SVM is a popular tool in neuroimaging ([24], [29]); we implemented this technique with WEKA ([30]), which is an ubiquitous software that implements SVMs (and many other data mining and statistical techniques). For the SVM, we left all parameters as default except that we changed the kernel type to linear learning and set normalization to true (which normalizes values in each row to a min of 0 and max of 1). We built the SVM model with no training and no cross-validation to find the classification accuracy of the fixed effects model (Table 3, left, which is 100%). For the random effects model we used a k-fold cross-validation scheme and set k = N. This procedure implements the same leave-one-out scheme as MUBADA. The random effects classification of the SVM model then drops to 67% (Table 3, right), a value comparable to MUBADA.

Table 3. Fixed and random effect confusion matrices for linear support vector machine (SVM).

	Fixed Effects Model				Random Effects Model

	Actual Class				Actual Class

	EN	AD	FTD		EN	AD	FTD
EN (N=34)	34	0	0	EN (N=34)	24	8	5
AD (N=37)	0	37	0	AD (N=37)	6	25	7
FTD (N=33)	0	0	33	FTD (N=33)	4	4	21

Open in a new tab

The second technique is a linear discriminant analysis computed on the regularized factor space obtained from a PCA of the participants-by-voxels matrix.
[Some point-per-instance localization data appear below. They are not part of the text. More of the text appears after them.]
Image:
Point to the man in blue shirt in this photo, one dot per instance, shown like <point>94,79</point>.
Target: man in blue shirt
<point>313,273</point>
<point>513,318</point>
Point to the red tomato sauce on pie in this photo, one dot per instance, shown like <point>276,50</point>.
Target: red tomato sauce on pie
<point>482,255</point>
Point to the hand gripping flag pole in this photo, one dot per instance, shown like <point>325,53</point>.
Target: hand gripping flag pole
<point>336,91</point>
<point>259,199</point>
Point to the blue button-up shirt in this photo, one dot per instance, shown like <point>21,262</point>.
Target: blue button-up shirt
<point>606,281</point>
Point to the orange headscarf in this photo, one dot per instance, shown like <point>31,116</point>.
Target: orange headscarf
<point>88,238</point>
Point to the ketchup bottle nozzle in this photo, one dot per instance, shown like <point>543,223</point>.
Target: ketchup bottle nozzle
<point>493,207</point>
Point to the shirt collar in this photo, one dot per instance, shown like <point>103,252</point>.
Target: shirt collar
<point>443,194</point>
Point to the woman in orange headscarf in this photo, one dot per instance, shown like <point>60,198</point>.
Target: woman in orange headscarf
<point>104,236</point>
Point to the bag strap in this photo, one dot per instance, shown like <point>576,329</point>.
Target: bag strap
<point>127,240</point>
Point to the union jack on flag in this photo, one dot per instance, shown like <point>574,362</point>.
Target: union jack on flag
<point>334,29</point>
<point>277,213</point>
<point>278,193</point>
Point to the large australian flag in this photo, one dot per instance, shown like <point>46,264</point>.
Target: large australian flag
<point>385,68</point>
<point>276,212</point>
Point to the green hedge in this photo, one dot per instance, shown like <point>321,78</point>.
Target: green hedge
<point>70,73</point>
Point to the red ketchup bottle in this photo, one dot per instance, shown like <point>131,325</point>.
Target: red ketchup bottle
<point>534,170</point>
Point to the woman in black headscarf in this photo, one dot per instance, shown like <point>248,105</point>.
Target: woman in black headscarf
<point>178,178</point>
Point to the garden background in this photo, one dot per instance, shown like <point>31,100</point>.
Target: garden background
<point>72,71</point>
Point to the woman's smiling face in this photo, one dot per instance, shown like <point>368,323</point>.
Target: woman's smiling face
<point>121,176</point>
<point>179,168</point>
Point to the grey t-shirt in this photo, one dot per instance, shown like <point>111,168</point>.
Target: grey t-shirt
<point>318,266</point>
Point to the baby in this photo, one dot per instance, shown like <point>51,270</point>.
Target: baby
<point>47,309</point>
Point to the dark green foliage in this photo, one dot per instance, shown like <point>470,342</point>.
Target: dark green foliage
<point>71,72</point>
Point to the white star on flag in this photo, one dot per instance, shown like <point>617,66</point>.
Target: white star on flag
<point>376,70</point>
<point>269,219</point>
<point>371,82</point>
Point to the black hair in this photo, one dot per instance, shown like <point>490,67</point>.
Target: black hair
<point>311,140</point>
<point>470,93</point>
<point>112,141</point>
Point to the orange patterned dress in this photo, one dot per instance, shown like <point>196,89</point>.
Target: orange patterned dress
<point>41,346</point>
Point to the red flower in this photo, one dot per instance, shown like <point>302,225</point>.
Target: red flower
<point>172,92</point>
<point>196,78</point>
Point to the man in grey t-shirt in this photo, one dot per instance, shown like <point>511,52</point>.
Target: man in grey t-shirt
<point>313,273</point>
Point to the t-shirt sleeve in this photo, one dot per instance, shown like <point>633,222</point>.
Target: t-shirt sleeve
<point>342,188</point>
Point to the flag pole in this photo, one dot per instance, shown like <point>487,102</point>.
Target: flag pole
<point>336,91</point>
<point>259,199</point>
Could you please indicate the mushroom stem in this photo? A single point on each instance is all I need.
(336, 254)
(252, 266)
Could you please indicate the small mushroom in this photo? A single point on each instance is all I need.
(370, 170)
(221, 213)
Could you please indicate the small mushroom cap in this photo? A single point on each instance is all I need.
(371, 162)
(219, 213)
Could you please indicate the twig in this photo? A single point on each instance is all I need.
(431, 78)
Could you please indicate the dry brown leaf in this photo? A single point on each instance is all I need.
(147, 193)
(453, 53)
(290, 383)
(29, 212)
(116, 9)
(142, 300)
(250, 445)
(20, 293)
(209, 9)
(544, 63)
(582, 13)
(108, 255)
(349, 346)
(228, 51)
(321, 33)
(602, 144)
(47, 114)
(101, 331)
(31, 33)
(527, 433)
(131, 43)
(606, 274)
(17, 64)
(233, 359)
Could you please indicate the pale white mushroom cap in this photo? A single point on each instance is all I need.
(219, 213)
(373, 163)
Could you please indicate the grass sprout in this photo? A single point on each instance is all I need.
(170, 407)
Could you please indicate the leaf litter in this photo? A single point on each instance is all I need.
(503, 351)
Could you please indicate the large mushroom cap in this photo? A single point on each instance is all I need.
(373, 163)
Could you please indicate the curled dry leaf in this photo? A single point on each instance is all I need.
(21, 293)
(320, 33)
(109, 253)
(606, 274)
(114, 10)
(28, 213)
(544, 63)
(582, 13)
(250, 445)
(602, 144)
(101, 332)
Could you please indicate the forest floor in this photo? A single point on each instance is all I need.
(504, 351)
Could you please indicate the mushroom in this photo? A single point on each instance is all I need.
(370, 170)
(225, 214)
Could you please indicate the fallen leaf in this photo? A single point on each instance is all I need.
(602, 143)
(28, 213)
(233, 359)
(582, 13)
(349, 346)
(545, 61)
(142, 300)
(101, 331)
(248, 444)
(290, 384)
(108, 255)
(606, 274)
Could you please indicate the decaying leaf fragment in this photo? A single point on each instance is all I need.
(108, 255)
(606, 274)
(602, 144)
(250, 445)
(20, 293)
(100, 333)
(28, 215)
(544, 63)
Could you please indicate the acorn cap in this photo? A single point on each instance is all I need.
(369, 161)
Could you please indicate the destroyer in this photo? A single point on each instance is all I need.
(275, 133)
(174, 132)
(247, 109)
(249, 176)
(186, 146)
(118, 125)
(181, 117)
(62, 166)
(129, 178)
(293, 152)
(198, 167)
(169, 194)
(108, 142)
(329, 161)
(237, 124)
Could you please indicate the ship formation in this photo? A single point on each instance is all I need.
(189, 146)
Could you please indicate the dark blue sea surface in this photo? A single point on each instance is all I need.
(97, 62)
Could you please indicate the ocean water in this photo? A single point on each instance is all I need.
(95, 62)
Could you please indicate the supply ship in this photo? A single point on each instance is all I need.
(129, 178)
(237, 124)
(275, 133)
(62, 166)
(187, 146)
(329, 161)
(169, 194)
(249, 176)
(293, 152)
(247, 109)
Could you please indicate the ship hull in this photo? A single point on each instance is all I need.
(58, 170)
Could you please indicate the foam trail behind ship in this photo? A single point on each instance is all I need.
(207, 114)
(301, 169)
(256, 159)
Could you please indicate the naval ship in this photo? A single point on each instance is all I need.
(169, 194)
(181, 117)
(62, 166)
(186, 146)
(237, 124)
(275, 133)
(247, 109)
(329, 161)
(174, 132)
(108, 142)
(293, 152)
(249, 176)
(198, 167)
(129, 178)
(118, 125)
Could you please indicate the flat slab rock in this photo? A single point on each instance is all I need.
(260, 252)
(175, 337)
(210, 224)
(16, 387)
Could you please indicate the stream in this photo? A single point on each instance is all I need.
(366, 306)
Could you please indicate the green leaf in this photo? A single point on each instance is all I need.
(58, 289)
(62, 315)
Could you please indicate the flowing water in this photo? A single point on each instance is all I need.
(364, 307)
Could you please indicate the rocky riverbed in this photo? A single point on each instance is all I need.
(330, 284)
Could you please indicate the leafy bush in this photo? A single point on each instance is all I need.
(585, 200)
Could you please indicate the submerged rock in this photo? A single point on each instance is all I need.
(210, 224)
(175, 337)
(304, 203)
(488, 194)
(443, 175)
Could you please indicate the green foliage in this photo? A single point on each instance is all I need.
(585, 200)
We implemented PCA-LDA with 1) our own PCA and PRESS code (available online, see [31]) in Matlab® (R2009a, Mathworks, Inc., Natick, MA) and 2) Matlab's “classify” function (which performs LDA). PRESS revealed that four factors should be used. The fixed-effects model shows only a 66% classification for fixed effects (Table 4, left). To compute the random effects model, we wrote an in-house Matlab script to execute a leave-one-out by 1) performing PCA on N – 1 observations with the left out observation projected as supplementary and 2) using the “classify” function to predict the left out observation. The random effects model maintains nearly the same prediction level as the fixed effects model at 65% (Table 4, right).

Table 4.

Fixed and random effect confusion matrices for PCA+LDA (4 factors).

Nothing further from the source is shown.